Une conférence autour de la notion de maîtrise d’usage, avec Talking Things, Atelier Georges et Cuesta.
Quelle place pour les usagers dans la fabrique des nouveaux équipements publics ? Alors que les administrations semblent de plus en plus ouvertes aux enjeux de la co-conception avec les citoyens pour mieux positionner les politiques publiques, l’ingénierie de production du cadre bâti reste soumis à des contraintes juridiques et techniques complexes, qui laissent peu de place à d’autres voix que celles des experts. En parallèle, la notion de « maitrise d’usage » revient de façon récurrente dans les corps de métiers sollicités sur ces sujets – notamment l’architecture, la programmation, l’urbanisme – par opposition aux traditionnelles « maitrise d’oeuvre » et « maitrise d’ouvrage », qui portent, outre la spécialisation technique, une légitimité juridique.

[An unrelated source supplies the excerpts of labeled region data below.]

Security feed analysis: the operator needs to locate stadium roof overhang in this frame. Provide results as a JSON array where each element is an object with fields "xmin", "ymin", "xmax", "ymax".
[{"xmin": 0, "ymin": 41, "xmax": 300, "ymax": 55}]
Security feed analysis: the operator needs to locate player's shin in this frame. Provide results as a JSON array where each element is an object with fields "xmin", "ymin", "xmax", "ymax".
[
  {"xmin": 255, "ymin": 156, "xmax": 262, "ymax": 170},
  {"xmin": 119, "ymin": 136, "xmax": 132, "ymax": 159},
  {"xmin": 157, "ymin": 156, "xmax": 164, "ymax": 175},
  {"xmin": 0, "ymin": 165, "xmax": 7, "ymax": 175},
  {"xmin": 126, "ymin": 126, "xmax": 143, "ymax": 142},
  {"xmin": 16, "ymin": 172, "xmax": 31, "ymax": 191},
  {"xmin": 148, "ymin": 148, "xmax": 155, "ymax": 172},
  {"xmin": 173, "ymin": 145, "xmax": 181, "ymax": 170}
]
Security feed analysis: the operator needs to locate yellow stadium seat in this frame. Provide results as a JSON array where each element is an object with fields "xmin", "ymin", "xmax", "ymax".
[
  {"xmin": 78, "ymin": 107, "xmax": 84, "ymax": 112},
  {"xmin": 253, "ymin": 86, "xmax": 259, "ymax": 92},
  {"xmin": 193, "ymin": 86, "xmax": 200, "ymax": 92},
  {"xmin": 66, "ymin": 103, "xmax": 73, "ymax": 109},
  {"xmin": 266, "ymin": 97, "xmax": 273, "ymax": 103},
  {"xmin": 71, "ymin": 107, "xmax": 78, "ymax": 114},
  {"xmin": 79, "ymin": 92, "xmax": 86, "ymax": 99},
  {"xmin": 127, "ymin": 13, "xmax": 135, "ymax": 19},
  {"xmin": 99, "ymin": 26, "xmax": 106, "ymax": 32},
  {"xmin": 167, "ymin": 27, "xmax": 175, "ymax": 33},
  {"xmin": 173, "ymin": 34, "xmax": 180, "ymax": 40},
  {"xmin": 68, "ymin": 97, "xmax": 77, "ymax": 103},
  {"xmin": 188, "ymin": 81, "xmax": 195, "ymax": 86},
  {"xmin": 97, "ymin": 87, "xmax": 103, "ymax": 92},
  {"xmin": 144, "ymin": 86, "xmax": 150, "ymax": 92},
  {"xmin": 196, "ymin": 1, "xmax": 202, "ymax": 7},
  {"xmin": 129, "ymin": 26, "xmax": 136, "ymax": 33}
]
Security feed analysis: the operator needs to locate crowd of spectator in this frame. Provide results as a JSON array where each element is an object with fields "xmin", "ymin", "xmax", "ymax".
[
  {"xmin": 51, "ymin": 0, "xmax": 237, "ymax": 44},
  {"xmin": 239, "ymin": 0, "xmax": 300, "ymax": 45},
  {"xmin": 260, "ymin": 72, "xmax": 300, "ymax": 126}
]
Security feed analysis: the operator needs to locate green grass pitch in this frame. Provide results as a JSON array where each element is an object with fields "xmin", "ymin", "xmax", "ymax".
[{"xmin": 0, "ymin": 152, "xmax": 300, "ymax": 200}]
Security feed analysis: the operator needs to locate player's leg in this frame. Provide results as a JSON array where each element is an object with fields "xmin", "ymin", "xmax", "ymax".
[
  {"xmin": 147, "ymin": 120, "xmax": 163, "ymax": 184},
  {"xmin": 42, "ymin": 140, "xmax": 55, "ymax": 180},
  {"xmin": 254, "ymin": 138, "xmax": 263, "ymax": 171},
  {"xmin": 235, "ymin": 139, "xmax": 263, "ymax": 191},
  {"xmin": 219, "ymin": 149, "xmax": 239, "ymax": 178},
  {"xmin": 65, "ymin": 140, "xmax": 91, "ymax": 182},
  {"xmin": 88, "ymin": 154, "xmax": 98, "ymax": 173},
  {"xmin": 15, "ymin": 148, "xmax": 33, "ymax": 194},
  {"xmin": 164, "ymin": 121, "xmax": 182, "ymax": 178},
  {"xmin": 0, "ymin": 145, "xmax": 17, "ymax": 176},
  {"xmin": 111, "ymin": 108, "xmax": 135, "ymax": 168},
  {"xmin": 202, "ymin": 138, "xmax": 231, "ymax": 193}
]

Ce jeudi 13 octobre, trois structures professionnelles d’horizons divers ont accepté de notre invitation à mettre cette question en débat, en regard de projets et d’expériences récentes. Trois échelles de projet sont abordées : celle de la fabrique de la ville, à travers l’expérience d’Atelier Georges, un jeune cabinet d’urbanisme spécialisé dans l’accompagnement de la programmation urbaine par des méthodes participatives. Celle de la fabrique du territoire, à travers le retour d’expérience de la Scop Cuesta sur le grand projet d’aménagement de la vallée de la Vilaine, commissionné par Rennes Métropole. Et enfin la fabrique des politiques publiques, par le témoignage de l’agence de design Talking Things sur la modernisation d’une Maison de la Petite Enfance dans le département du Val d’Oise.
Atelier Georges
Comment et pourquoi apporter une expertise d’usage dans la programmation urbaine ?
Les processus conventionnels de fabrication de la ville ont beaucoup de difficultés à intégrer véritablement l’usager. Pour Yvan Okotnikoff, co-fondateur de l’Atelier Georges, une des raisons à cela, c’est que les principaux outils de l’urbanisme ont été élaborés puis mis en place à une époque où la ville se développe quasi exclusivement sur des espaces libres hors les murs. L’usager ne peut alors pas participer : il n’existe tout simplement pas. Pour combler cette absence, les études de marchés se substituent aux futurs habitants et la (les) collectivité(s) aux futures communautés.
Un demi-siècle plus tard, la programmation urbaine repose toujours sur la recherche d’équilibres entre les projections économétriques d’une part et la représentation technico-politique de l’autre. Or, sur le terrain, maîtrise d’œuvre et maitrise d’ouvrage constatent une tendance à la divergence plutôt qu’à la convergence. Pour l’Atelier Georges, l’expertise d’usage est un des leviers qui permet de dépasser des situations de blocage liées à une sur-programmation (le projet ne rencontre pas le marché) ou à une sous-programmation (le marché ne rencontre pas de projet).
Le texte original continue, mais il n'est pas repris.